[13]

11 3 0
                                    

Ana meninggalkan dan pura-pura tidak mendengar teriakan Gavin yang tertinggal kira-kira sepuluh langkah darinya. Ice cream nya mendadak seperti hambar.

Ana marah pada Gavin? O jelas.

"Na, tungguin gue napa sih, hosh-hosh"

Ana menghentikan langkahnya lalu menghadap ke arah Gavin yang sedang tersengal-sengal.

"Gila lo, jalan doang cepet amat apalagi lari sih?" Ujar Gavin yang masih mengatur nafasnya.

Ana menaikan satu alisnya "So?"

Gavin menegakan tubuhnya lalu mendekat pada Ana "So doang? Lo gak khawatir gue kenapa-napa gitu?"

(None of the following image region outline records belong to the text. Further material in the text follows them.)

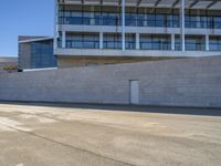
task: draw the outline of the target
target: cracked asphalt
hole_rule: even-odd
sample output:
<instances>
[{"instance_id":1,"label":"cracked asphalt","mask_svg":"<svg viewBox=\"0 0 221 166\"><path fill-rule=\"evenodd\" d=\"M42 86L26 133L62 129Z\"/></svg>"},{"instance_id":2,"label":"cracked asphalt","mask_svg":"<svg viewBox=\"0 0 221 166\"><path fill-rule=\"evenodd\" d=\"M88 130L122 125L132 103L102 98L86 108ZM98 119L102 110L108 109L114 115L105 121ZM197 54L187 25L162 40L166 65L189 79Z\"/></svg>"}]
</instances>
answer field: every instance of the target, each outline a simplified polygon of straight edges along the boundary
<instances>
[{"instance_id":1,"label":"cracked asphalt","mask_svg":"<svg viewBox=\"0 0 221 166\"><path fill-rule=\"evenodd\" d=\"M220 166L221 110L0 103L0 166Z\"/></svg>"}]
</instances>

Ana memalingkan wajahnya "Buat apa gue peduli sama lo? Gue siapanya lo?"

Gavin tercekat. This is not Ana. Batinnya.

"Lo kan sahab--"

"Stop it Gavin. Gue mau pulang"

Gavin menarik lengan Ana yang hendak meninggalkannya "What's wrong?" Tanya Ana dingin.

"What's wrong with you Ana?" gavin bertanya balik.

Ana menggeleng cepat lalu menepis lengan Gavin dan pergi. Saat Gavin hendak mengejarnya Ana menolak dengan kasar

"Gausah ikutin gue"

"Gue anter lo pulang oke?" Tanya Gavin penuh harap.

"No need thanks gue bisa pulang sendiri"

"T-tapi"

"GAUSAH BANTAH VIN, DENGER GAK GUE BILANG APA?"

Drrtt...

Handphone Gavin bergetar. Ana tidak jadi pergi karna penasaran siapa yang menelfon Gavin.

"..."

"Owh iya Put"

Putri?

"..."

"Oke-oke gue jemput sekarang ya. Tunggu gue oke?"

"..."

Gavin menutup telfonnya.

Ana menatap wajah Gavin "Putri?"

Gavin mengangguk "Iya. Dia sakit, gue harus anter dia ke RS. Lo pulang sendiri aja ya"

"Putri terus, bete gue"

"Udah ya gue pergi. Perlu gue pesenin Grab?"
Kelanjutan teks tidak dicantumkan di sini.